(CN) – A “completely unnecessary powerline project” that would run through rugged mountains, verdant valleys and pristine deserts of Eastern San Diego County spells trouble for the already endangered Peninsular bighorn sheep and the Quino checkerspot butterfly, environmentalists say in Sacramento Federal Court.
Backcountry Against Dumps, the Protect Our Communities Foundation and the East County Community Action Coalition say San Diego Gas & Electric Co. project is “hastily conceived, poorly studied, wildfire inducing and completely unnecessary.”
The environmentalists say the plan ignores the needs of bighorn sheep and checkerspot butterflies, whose habitats have been reduced to small areas where they are protected mainly because the land is rugged and inaccessible.
The Bureau of Land Management and the Fish and Wildlife Service illegally approved construction of the 500 megawatt Sunrise Powerlink Transmission Line Project, the complaint states.
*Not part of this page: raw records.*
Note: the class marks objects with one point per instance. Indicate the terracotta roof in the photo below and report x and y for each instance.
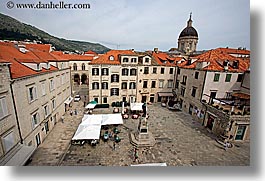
(241, 95)
(40, 47)
(105, 58)
(90, 52)
(216, 58)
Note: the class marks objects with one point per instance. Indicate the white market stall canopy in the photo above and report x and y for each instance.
(90, 126)
(136, 106)
(90, 106)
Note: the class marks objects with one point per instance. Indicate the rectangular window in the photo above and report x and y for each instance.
(154, 70)
(43, 88)
(162, 70)
(115, 78)
(35, 120)
(161, 83)
(193, 93)
(3, 108)
(105, 71)
(95, 71)
(171, 70)
(146, 70)
(132, 85)
(53, 104)
(182, 91)
(153, 84)
(133, 72)
(125, 72)
(32, 93)
(145, 84)
(177, 84)
(52, 85)
(196, 76)
(240, 77)
(46, 110)
(37, 137)
(228, 77)
(170, 84)
(184, 79)
(216, 77)
(178, 71)
(114, 92)
(133, 60)
(124, 85)
(95, 85)
(228, 95)
(125, 60)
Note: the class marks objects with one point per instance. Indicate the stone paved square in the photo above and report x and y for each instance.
(180, 141)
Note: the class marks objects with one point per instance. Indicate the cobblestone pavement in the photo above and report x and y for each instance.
(180, 141)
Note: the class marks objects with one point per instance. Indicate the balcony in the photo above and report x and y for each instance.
(238, 105)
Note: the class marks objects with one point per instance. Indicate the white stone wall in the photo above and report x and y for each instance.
(221, 86)
(45, 96)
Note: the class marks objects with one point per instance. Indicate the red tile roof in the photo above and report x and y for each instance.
(59, 55)
(105, 58)
(216, 59)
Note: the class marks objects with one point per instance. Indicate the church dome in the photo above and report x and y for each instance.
(189, 30)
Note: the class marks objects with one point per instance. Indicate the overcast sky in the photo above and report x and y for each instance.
(143, 24)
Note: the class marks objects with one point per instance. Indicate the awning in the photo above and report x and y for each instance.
(136, 106)
(109, 119)
(87, 132)
(21, 156)
(68, 100)
(165, 94)
(90, 106)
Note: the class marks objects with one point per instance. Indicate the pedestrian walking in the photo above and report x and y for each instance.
(226, 145)
(136, 155)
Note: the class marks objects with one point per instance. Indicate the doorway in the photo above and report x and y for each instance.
(144, 99)
(240, 132)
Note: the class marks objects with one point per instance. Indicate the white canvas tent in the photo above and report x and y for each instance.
(87, 132)
(90, 126)
(136, 106)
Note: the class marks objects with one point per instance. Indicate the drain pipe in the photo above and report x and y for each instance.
(15, 107)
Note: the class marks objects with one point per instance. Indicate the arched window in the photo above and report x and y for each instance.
(115, 78)
(75, 66)
(83, 66)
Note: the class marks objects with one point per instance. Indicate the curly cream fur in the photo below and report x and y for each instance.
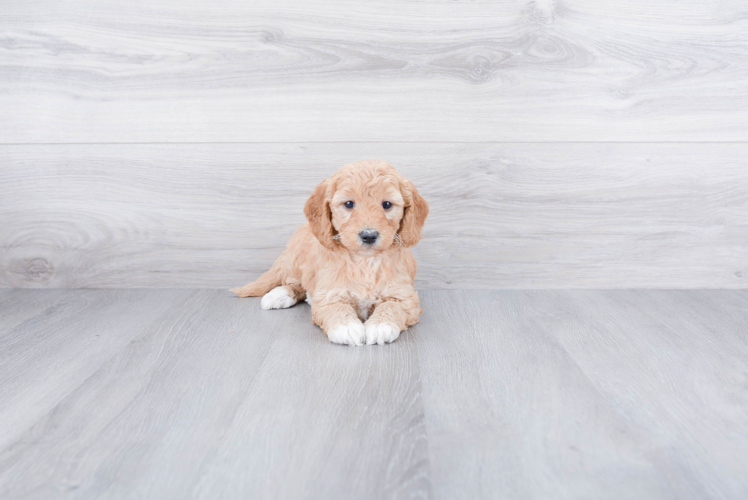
(345, 281)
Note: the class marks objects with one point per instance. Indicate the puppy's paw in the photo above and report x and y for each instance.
(353, 333)
(277, 298)
(381, 333)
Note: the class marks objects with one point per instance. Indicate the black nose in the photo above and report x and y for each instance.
(368, 236)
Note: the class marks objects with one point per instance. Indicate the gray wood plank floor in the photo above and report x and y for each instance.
(494, 394)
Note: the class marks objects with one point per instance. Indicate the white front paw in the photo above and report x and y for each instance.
(351, 334)
(277, 298)
(381, 333)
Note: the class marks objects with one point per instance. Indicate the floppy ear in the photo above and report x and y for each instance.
(414, 217)
(317, 211)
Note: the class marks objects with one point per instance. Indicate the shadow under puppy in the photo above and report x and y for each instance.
(352, 260)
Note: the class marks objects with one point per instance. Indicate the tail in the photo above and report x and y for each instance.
(263, 284)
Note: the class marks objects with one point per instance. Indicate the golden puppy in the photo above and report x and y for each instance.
(351, 260)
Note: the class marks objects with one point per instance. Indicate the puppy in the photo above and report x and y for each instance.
(352, 260)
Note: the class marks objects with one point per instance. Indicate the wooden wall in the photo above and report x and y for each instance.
(172, 143)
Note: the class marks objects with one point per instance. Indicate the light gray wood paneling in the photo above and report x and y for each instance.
(218, 399)
(580, 394)
(328, 70)
(493, 394)
(502, 215)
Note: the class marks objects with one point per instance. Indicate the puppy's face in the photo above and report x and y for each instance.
(366, 216)
(366, 207)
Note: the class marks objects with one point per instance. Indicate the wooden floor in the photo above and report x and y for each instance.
(494, 394)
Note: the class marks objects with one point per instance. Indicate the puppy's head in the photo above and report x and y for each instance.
(366, 207)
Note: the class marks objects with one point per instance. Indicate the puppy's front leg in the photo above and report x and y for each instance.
(390, 318)
(339, 321)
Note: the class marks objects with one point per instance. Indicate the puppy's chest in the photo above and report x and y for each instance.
(366, 287)
(365, 305)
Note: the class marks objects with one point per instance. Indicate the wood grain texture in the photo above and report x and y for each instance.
(581, 394)
(493, 394)
(218, 399)
(328, 70)
(502, 215)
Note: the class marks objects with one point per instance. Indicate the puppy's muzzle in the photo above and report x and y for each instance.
(368, 237)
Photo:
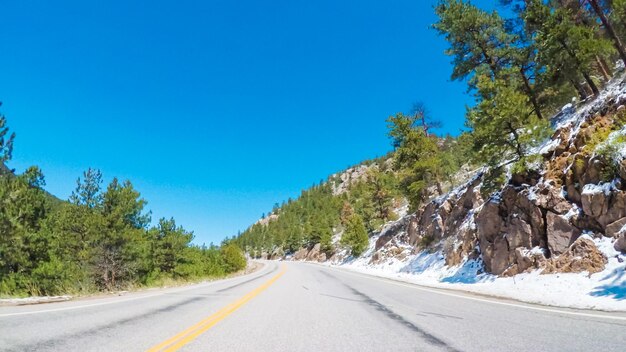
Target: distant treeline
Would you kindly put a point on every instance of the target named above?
(101, 239)
(520, 71)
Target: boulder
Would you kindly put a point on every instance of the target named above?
(314, 253)
(561, 234)
(595, 204)
(498, 257)
(620, 242)
(489, 222)
(583, 255)
(300, 254)
(412, 231)
(551, 198)
(616, 208)
(390, 231)
(613, 228)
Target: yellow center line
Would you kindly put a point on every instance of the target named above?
(184, 337)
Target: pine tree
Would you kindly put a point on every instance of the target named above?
(355, 236)
(503, 124)
(6, 140)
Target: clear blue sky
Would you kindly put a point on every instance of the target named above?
(215, 110)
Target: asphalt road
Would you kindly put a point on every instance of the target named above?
(305, 307)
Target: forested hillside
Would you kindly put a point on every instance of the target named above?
(521, 69)
(98, 240)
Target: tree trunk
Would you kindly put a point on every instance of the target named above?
(579, 89)
(531, 94)
(591, 84)
(603, 69)
(609, 29)
(572, 54)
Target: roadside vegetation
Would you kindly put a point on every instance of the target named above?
(98, 240)
(520, 69)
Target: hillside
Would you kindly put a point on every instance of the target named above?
(564, 215)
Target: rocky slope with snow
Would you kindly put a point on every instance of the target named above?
(554, 233)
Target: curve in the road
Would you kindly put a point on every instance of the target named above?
(184, 337)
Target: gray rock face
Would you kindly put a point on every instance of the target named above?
(595, 204)
(314, 253)
(613, 228)
(561, 234)
(582, 255)
(620, 242)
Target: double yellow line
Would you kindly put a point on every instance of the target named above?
(186, 336)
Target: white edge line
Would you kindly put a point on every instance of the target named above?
(443, 292)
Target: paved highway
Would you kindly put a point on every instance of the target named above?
(289, 306)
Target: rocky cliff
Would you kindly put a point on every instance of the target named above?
(535, 219)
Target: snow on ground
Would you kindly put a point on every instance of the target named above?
(605, 290)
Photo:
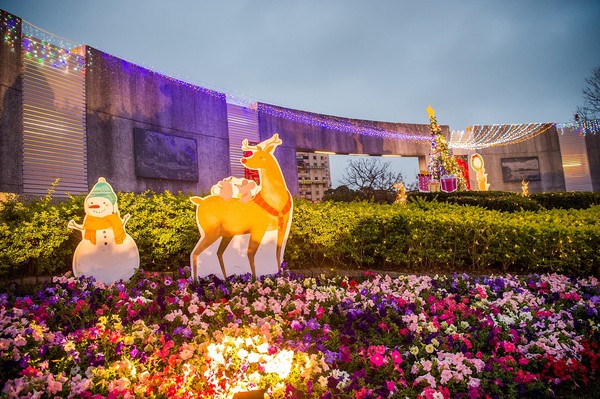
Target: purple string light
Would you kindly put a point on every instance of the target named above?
(339, 124)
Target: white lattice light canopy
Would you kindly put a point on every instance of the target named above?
(483, 136)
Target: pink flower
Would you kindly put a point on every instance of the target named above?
(445, 376)
(397, 357)
(390, 386)
(508, 347)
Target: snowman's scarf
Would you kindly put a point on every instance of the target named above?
(93, 223)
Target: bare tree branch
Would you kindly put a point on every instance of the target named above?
(591, 97)
(370, 174)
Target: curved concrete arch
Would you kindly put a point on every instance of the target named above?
(306, 131)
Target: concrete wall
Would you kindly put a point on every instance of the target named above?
(11, 112)
(122, 96)
(545, 146)
(298, 136)
(592, 143)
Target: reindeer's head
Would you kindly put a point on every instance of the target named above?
(262, 153)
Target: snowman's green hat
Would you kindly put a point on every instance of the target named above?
(104, 190)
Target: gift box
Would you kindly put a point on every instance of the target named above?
(448, 183)
(423, 182)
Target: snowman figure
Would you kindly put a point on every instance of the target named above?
(106, 251)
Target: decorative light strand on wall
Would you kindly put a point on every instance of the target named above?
(335, 123)
(140, 69)
(46, 48)
(483, 136)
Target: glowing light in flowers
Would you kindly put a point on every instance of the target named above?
(342, 125)
(410, 336)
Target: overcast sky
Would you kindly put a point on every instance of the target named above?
(475, 62)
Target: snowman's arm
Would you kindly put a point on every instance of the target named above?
(75, 226)
(125, 219)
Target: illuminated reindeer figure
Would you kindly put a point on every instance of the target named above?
(270, 209)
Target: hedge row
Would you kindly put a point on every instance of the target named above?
(422, 235)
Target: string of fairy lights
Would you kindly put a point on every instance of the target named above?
(338, 124)
(45, 47)
(483, 136)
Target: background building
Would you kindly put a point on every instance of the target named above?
(74, 113)
(313, 175)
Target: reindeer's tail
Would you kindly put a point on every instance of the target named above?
(196, 200)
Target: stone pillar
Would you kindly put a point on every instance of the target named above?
(11, 111)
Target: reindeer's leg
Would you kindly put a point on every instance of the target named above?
(202, 244)
(222, 247)
(280, 237)
(256, 237)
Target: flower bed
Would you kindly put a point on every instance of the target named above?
(377, 336)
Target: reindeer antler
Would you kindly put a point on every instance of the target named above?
(247, 147)
(273, 141)
(269, 144)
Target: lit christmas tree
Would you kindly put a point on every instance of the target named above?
(441, 161)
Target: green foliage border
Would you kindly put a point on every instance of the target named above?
(497, 232)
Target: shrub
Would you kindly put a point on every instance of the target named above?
(422, 235)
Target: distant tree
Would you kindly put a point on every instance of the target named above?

The development plan includes areas previously undisturbed and protected but the Bureau approved it anyway after its initial resource management plan for the area was “abruptly hijacked” by San Diego Gas & Electric, the groups say.
The groups claim the Bureau has “turned a blind eye” to the devastating impact the plan could have on the animals and their habitat.
Groups who filed administrative protests in appeal of the decision say the Bureau dismissed their objections, saying they failed to make substantiated and concise statements explaining why the decision is wrong.
The environmentalists say the plan violates the Endangered Species Act and other federal environmental and land management laws. They seek a permanent injunction.
Bighorn sheep are know for fierce head-to-head combat between rams, some of which can weigh as much 300 lbs. Combat between rams can last for more than 24 hours.
The environmental groups are represented by Stephen Volker of Oakland.